Justine Olderman Presented Testimony to City Council on Evaluating the Effectiveness of Indigent Defense

But in truth, traditional metrics fail to adequately measure effective representation…We cannot talk about caseloads, qualifications, training, or supervision without taking into account the radical change in our responsibility to our clients. We must first recognize that no matter how well organized, staffed, trained, supervised, and evaluated we are, we are not meeting minimum standards of indigent defense if we are unknowingly pleading people out to low level offenses only to have them deported, fired from their jobs, or evicted from public housing.    — Justine Olderman

On January 26, 2015 Bronx Defenders Managing Director of the Criminal Defense Practice Justine Olderman presented written and oral testimony before the New York City Council Committees on Courts and Legal Services and Public Safety Oversight Hearing on “Examining How the City Evaluates the Effectiveness of the Provision of Indigent Defense,” quoted above.

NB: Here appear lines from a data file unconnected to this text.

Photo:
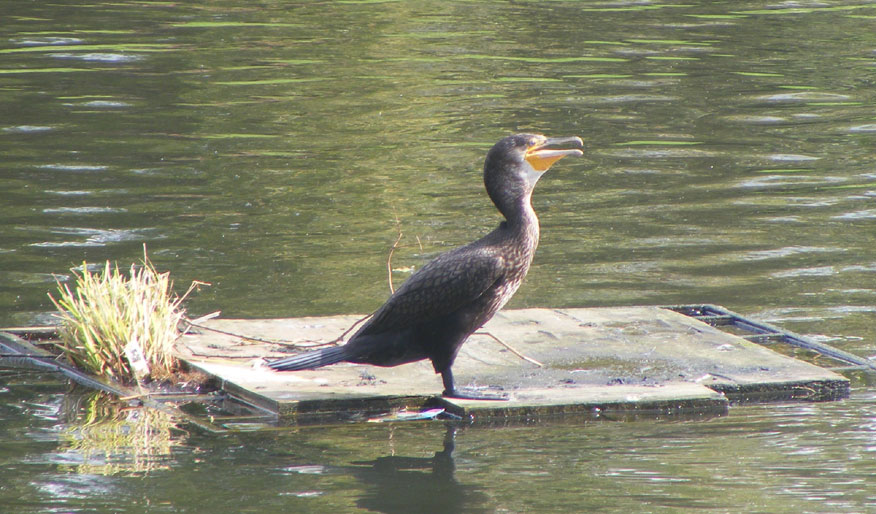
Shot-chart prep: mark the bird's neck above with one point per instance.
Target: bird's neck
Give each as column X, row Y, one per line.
column 521, row 220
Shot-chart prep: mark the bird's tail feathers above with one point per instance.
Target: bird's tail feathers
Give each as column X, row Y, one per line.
column 310, row 360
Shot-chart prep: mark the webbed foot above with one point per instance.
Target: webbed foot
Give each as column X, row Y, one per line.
column 473, row 394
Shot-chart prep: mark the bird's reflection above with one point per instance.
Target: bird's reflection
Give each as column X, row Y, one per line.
column 417, row 484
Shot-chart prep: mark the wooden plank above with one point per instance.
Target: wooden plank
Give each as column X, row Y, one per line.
column 628, row 358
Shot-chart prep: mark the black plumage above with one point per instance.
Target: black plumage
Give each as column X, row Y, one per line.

Justine’s testimony presents a critique of current evaluation metrics — such as experience of lawyers, training, supervision, and caseloads — used to assess the effectiveness of indigent defense. These metrics fall short, Justine argues, because they ignore the importance of addressing the root causes of criminal justice involvement and treat enmeshed penalties as an afterthought. Calling attention to the need for new metrics to capture the changing nature of the criminal justice system, where 72 percent of cases are low level misdemeanors and 80 percent are resolved through guilty plea, Justine proposes three new metrics for evaluating indigent defense providers. These new metrics would assess providers’ ability to address the causes and consequences of criminal justice involvement, evaluate providers based on their willingness to collect feedback from clients and respond to the results, and assess providers’ ability to innovate and adapt to meet the changing needs of their client population.